In an accompanying editorial, Allan Templeton, professor of obstetrics and gynecology at the University of Aberdeen, said many fertility specialists are more concerned with birth rates than patient safety. As a result, he said, they don't stress the importance of single embryo transfers. He said single embryo transfer rates are the lowest in the U.S.

Dr. Richard Grazi, director of Genesis Fertility & Reproductive Medicine in Brooklyn, N.Y., said there's a lot of pressure on doctors and patients to see success after the first cycle of IVF.

"IVF is the most regulated medical specialty in the U.S.," said Grazi. "Every IVF center in the U.S. has to report every IVF and its outcome to the Centers for Disease Control and Prevention."

That means that if a patient gets pregnant on the second cycle, it's only a 50 percent success rate. Those percentages, said Grazi, mean a lot to doctors and patients, who can look at the numbers on the Internet. If double embryo transplants are going to result in more pregnancies, then doctors and patients may be more inclined to choose them.

But doctors say they do their best to emphasize the benefits of single embryo transfer, though it's difficult to convince patients of the benefits.
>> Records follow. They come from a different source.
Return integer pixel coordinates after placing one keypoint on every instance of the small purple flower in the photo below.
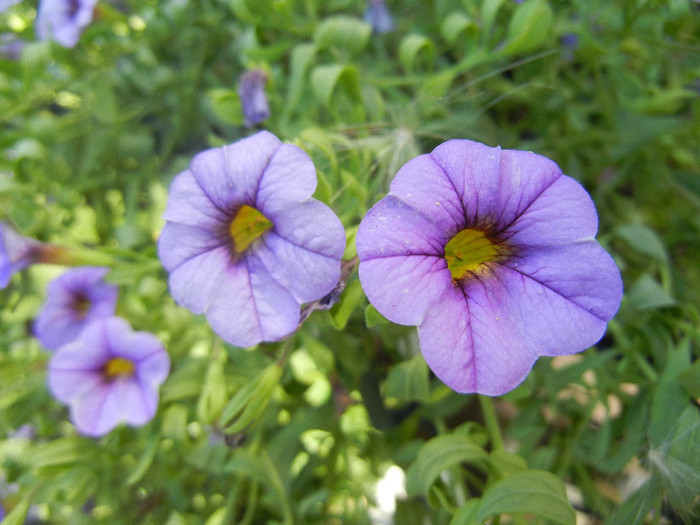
(64, 20)
(16, 253)
(6, 4)
(244, 241)
(379, 17)
(491, 253)
(73, 301)
(109, 375)
(253, 97)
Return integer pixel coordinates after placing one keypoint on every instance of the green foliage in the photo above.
(301, 431)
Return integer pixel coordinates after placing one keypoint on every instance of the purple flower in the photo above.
(73, 301)
(491, 253)
(64, 20)
(6, 4)
(109, 375)
(16, 253)
(253, 97)
(244, 241)
(378, 16)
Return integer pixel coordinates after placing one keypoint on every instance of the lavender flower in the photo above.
(253, 97)
(109, 375)
(64, 20)
(244, 241)
(491, 253)
(73, 301)
(16, 253)
(378, 16)
(6, 4)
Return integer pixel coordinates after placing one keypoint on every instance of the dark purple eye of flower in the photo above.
(118, 367)
(470, 251)
(246, 227)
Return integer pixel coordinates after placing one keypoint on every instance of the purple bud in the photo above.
(253, 97)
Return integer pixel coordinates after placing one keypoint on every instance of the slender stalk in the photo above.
(491, 421)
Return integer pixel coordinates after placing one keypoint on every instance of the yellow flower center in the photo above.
(118, 367)
(468, 251)
(246, 227)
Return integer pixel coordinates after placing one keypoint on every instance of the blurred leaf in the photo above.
(416, 51)
(529, 28)
(644, 240)
(408, 381)
(690, 379)
(647, 294)
(300, 61)
(531, 492)
(326, 79)
(144, 461)
(439, 454)
(669, 399)
(226, 105)
(343, 32)
(373, 317)
(458, 27)
(248, 404)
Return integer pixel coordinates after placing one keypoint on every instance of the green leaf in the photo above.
(532, 492)
(529, 27)
(644, 240)
(408, 381)
(300, 61)
(326, 79)
(249, 403)
(439, 454)
(343, 32)
(145, 461)
(458, 27)
(647, 294)
(690, 379)
(670, 399)
(416, 50)
(226, 105)
(373, 317)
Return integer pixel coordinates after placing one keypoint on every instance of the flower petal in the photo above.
(404, 288)
(496, 186)
(189, 204)
(194, 282)
(312, 225)
(563, 213)
(230, 176)
(393, 228)
(308, 275)
(289, 178)
(468, 354)
(581, 273)
(424, 185)
(249, 306)
(179, 243)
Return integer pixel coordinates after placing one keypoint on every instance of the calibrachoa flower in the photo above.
(16, 253)
(64, 20)
(244, 241)
(491, 253)
(109, 375)
(73, 301)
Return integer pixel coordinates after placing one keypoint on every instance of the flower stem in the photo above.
(489, 413)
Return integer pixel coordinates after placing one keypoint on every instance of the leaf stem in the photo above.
(491, 421)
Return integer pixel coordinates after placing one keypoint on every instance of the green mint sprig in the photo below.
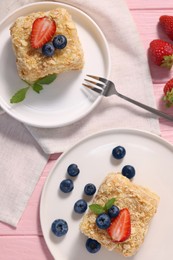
(98, 209)
(20, 95)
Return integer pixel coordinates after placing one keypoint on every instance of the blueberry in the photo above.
(73, 170)
(80, 206)
(128, 171)
(89, 189)
(103, 221)
(92, 245)
(59, 227)
(48, 49)
(66, 185)
(113, 211)
(118, 152)
(59, 41)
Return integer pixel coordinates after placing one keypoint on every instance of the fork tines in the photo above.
(94, 85)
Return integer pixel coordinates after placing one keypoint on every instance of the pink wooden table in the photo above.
(26, 242)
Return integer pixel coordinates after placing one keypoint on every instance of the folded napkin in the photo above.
(22, 160)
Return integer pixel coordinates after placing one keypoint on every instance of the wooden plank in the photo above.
(24, 248)
(150, 4)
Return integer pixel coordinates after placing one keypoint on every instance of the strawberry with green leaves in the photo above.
(166, 22)
(161, 53)
(120, 228)
(43, 29)
(168, 93)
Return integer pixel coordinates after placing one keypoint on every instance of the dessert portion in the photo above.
(137, 207)
(32, 37)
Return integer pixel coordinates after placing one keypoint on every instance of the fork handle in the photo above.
(150, 109)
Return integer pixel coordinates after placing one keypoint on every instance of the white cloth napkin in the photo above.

Cost is one of the biggest factors. In vitro fertilization procedures can cost thousands of dollars, and medical insurance does not often cover them.

"It is cheaper for patients to do one transfer procedure than to do two transfer procedures," said Dr. Rick Paulson, professor of obstetrics and gynecology at the University of Southern California's Keck School of Medicine in Los Angeles. "Until we have universal medical insurance that pays for infertility treatment, this factor is always going to be important."
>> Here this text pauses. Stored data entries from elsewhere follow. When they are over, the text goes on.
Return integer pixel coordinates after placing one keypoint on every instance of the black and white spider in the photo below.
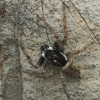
(53, 54)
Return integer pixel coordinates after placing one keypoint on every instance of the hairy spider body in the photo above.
(54, 56)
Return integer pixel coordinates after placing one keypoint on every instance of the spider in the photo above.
(55, 55)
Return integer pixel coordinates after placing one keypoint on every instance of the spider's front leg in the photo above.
(42, 57)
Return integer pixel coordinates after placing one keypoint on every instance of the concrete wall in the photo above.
(22, 15)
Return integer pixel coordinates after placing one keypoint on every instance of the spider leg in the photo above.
(46, 64)
(24, 51)
(82, 49)
(63, 82)
(64, 25)
(42, 58)
(52, 31)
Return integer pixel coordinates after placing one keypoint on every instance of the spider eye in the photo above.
(46, 46)
(42, 48)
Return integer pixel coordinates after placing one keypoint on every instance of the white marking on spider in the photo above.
(43, 54)
(50, 48)
(64, 56)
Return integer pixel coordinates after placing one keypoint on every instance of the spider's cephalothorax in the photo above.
(53, 55)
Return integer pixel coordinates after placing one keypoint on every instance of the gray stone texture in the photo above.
(22, 15)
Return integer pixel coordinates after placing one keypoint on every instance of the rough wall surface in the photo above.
(16, 16)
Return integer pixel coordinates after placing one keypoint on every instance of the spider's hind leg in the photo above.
(64, 25)
(63, 82)
(82, 49)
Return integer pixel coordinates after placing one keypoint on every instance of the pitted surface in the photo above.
(22, 15)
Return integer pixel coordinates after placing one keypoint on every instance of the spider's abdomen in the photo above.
(56, 58)
(60, 59)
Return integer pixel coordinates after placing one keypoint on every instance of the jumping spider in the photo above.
(55, 56)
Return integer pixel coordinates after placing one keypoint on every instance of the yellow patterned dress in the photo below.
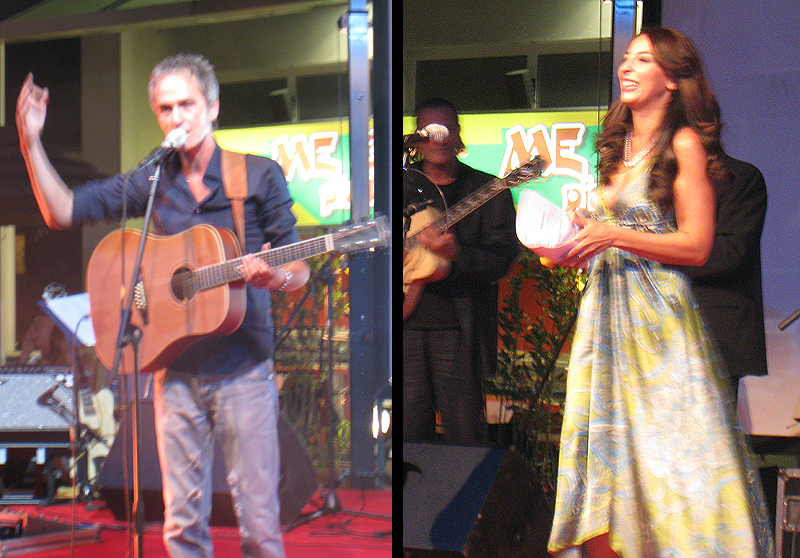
(650, 450)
"Patients think 'two for the price of one,'" said Dr. Steven Lindheim, professor of obstetrics and gynecology at the University of Cincinnati College of Medicine's Center for Reproductive Health.

Single Embryo Transfers Not for Everyone

Even though the study showed a fresh single embryo transfer followed by a frozen embryo transfer can lead to a live birth, it's still a second procedure and as a result, an additional cost.
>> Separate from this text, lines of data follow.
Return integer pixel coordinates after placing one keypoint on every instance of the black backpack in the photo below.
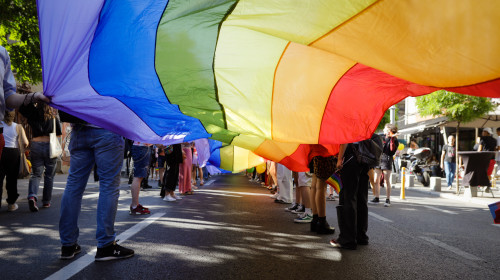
(368, 151)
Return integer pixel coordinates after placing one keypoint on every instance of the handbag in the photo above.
(24, 169)
(55, 146)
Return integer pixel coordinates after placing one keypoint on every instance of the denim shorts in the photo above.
(161, 161)
(140, 155)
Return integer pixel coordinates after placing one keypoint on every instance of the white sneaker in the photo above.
(169, 198)
(12, 207)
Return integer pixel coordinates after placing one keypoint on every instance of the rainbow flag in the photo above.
(266, 78)
(495, 211)
(335, 182)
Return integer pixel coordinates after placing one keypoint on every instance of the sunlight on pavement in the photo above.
(229, 192)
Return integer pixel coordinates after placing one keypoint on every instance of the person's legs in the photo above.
(362, 209)
(320, 197)
(140, 155)
(12, 170)
(376, 189)
(449, 169)
(347, 208)
(81, 164)
(387, 179)
(108, 153)
(312, 199)
(37, 167)
(48, 178)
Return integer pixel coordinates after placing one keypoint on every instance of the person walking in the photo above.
(91, 145)
(15, 140)
(448, 161)
(8, 96)
(391, 144)
(173, 155)
(185, 169)
(41, 118)
(352, 211)
(141, 154)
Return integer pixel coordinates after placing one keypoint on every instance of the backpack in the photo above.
(368, 151)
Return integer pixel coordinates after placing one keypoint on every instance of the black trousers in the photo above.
(9, 167)
(170, 178)
(352, 212)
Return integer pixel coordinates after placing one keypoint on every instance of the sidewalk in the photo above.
(482, 198)
(60, 182)
(59, 186)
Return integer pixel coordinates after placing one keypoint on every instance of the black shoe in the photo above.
(324, 228)
(314, 223)
(362, 242)
(32, 204)
(113, 252)
(69, 252)
(335, 244)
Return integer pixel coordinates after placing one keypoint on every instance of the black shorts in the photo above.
(385, 162)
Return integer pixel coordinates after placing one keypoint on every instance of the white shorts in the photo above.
(305, 179)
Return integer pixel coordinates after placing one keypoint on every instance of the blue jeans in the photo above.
(449, 169)
(88, 146)
(141, 156)
(40, 161)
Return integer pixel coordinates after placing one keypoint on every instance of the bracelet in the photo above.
(24, 101)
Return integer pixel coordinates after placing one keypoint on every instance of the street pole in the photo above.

And although multiple births can be medically dangerous for mothers and children, many women actually want twins.

"Many patients, especially older ones, consider twins a good outcome," said Paulson. "They know that if they are having fertility treatment at the age of 40, having twins means not having to worry about coming back for fertility treatment when they are 42, and when success rates will be even lower."

Older women are also not the best candidates for single embryo transfers, Grazi said. Their embryos are less likely to be viable, and older women are also far less likely to have multiple births, so the complications linked to multiple births aren't relevant to them.

While it's illegal in some European countries to transfer more than one embryo, doctors say that type of regulation would never catch on in the U.S. In addition to the financial pressures of infertility, it's also psychologically devastating.

"When you've been struggling with this devastating situation for years and sometimes even decades, it's probably best not to second-guess the decisions these couples make," said Grazi.